This piece goes along with the theme because of well-intentioned color choices and subject. Red eyes signify sleeplessness, the worms in the face signify death, and the head on a chain represents being trapped, so foreseen that it can be worn as a necklace. The moon is out and shining on a glorious piece of art on a pedestal. The piece of art on the pedestal is a small sculpture that represents the abstract side of art, one which I enjoy when it is done right. All of these elements combined show that my upcoming death makes me sleep less. I am trapped in this life and death situation, so I create.

Austin Clark


Ink on Watercolor Paper 8x12

I chose this piece because it was one of my most suitable creations for the “dark arts” theme. This fits the theme because it is black and white, no color to reduce insecurity. The subject is something unusual, something that people don’t see in their everyday lives, a lump of hatred. This is the actual physical embodiment of negative emotions, what they would look like if they had physical form. I was inspired to create the image with no background purposefully. So the viewer can focus on the detail and the idea of the subject with no distraction. The image took several days to create. I drew for an hour or so a day and came back to the image when I had time.

Bryant Small

Oil Slick

Alcohol Ink and Metallic Pearl Ex Pigment on Yupo Paper 11 x 14 (16 x 20) Framed

My work is inspired by color and movement – both free flowing and unpredictable. When I’m painting and creating, I’m often driven to juxtapose strength with vulnerability and exploring the beauty in darkness pushes that juxtaposition.

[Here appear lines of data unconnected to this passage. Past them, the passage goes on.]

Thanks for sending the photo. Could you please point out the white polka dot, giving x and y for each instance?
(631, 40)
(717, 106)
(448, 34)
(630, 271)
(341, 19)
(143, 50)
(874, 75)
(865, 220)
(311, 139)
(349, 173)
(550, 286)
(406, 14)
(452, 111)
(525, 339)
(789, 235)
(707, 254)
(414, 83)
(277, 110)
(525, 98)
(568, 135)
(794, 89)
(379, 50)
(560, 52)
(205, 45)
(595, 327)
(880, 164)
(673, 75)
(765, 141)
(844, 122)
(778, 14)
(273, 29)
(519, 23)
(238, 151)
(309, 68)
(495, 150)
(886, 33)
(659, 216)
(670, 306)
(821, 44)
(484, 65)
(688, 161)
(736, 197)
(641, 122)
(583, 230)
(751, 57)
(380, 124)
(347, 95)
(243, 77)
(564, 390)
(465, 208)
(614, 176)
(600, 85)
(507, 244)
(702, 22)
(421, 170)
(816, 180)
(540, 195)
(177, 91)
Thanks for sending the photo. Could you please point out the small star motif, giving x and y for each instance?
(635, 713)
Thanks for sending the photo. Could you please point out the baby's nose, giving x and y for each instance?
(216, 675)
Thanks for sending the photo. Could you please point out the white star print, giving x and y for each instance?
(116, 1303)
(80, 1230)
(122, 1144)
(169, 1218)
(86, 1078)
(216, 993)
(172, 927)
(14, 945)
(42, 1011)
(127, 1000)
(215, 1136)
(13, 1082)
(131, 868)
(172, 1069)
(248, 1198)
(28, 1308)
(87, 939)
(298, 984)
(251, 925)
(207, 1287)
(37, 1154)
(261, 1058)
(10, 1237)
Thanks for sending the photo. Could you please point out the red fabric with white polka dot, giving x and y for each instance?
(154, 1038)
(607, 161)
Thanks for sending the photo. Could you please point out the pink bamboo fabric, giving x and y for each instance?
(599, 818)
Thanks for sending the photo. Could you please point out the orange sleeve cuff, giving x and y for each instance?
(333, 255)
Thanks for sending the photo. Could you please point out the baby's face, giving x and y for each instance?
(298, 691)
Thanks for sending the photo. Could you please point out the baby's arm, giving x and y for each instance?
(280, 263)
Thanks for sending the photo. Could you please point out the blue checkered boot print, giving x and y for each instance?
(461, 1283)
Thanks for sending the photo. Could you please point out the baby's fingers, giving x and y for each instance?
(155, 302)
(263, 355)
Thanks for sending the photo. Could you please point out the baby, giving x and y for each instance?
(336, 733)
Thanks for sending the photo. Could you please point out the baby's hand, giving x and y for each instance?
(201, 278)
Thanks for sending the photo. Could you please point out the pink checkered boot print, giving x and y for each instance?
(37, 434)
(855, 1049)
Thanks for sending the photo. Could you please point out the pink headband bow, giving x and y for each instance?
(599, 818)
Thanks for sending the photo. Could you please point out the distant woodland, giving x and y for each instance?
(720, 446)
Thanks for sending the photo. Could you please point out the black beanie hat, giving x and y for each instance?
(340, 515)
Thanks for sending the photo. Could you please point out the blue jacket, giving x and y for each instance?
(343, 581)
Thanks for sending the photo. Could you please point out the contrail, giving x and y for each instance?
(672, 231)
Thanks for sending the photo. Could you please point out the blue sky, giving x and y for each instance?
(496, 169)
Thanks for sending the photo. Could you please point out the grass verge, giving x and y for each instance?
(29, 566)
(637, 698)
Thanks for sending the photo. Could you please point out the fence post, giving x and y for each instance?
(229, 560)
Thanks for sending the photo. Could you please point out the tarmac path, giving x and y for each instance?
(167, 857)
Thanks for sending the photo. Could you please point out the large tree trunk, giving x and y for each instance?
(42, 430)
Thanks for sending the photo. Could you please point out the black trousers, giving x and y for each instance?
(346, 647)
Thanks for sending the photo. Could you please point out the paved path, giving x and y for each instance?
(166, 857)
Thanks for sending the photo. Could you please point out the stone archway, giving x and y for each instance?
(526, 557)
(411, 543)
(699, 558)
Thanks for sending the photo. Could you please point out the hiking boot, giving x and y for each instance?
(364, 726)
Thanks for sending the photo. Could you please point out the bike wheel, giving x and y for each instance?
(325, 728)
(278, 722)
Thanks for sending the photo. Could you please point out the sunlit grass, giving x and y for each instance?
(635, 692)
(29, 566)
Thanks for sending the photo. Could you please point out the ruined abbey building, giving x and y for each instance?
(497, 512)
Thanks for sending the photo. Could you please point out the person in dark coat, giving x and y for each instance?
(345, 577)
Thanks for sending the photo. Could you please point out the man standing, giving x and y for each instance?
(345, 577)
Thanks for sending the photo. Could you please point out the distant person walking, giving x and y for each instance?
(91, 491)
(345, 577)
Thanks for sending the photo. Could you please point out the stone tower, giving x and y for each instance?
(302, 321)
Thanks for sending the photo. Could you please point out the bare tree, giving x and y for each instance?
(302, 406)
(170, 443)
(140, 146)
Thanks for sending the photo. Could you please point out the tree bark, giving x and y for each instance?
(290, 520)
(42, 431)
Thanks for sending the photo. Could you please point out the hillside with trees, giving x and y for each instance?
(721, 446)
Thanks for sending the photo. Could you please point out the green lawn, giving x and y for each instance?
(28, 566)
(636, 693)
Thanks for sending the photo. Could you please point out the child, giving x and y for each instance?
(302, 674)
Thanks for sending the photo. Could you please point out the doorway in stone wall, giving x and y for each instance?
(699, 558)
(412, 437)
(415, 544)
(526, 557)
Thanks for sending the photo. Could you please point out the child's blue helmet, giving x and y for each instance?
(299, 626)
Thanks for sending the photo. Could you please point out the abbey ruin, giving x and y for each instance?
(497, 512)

I’m always challenging myself to push beyond just “pretty paintings” and explore creating images that make me uncomfortable and I don’t necessarily stick to a plan or formula. I create art to step outside of myself and connect with others in a way that is personal for them. My art is not about me – it’s about implanting a warm feeling that may be one of happiness/sadness, a flashback of an old love or the memory of a passed on relative. I tell the story as I feel it and allow the viewer to create their own ending. All of those endings aren’t happy…some are Sad and Dark.

Bryant Small


Alcohol Ink on Yupo Paper 11 x 14 (16 x 20) Framed

Bryant Small

Fiery Ambition

Alcohol Ink on Yupo Paper 23 x 35 (24 x 36) Framed

Candy Tutt

Neptune’s Minion

Stone, seashell, skeleton figure 5x3x4

Skeletons juxtaposed into any random scenery are innately creepy, no less so when only 3” tall. ‘Neptune’s Minion’ is my take on hermit crabs: a fierce, though diminutive, skeletal creature inhabits a vacated sea shell, brandishing a tiny weapon. Beware - ‘dark arts’ come in small spooky packages. This piece is my homage to 1960s-era animation genius Ray Harryhausen.

Candy Tutt


Repurposed book, bird carcass 11” x 8” x 3”

Death fascinates me - specifically the decomposition process [somewhat dark in its own right] which eventually breaks down once-living things to combine with the earth. The bird carcass enshrined in ‘Overdue’ was found while it still retained its avian shape. Arcane, exotic definitions and images from witchcraft reference books are found inside the cover. Titles such as “Avia Mortis” were briefly considered for this piece, but the humor factor won out. “What do you call a book with a dead bird in it?” “Overdue.”

Candy Tutt


Repurposed book, dragon figurine 13x10x6

Disclaimer and reassuring statement: No real bible was harmed in creating the art seen here. A repurposed book and a Xerox copy from the Book of Revelations were deftly combined with a dragon figurine, to produce a visual concept of Dark Art. I have collected dragon figures for decades. Not having been raised in the Christian faith, I was amazed and excited to discover that they are in the Bible. Here’s one now!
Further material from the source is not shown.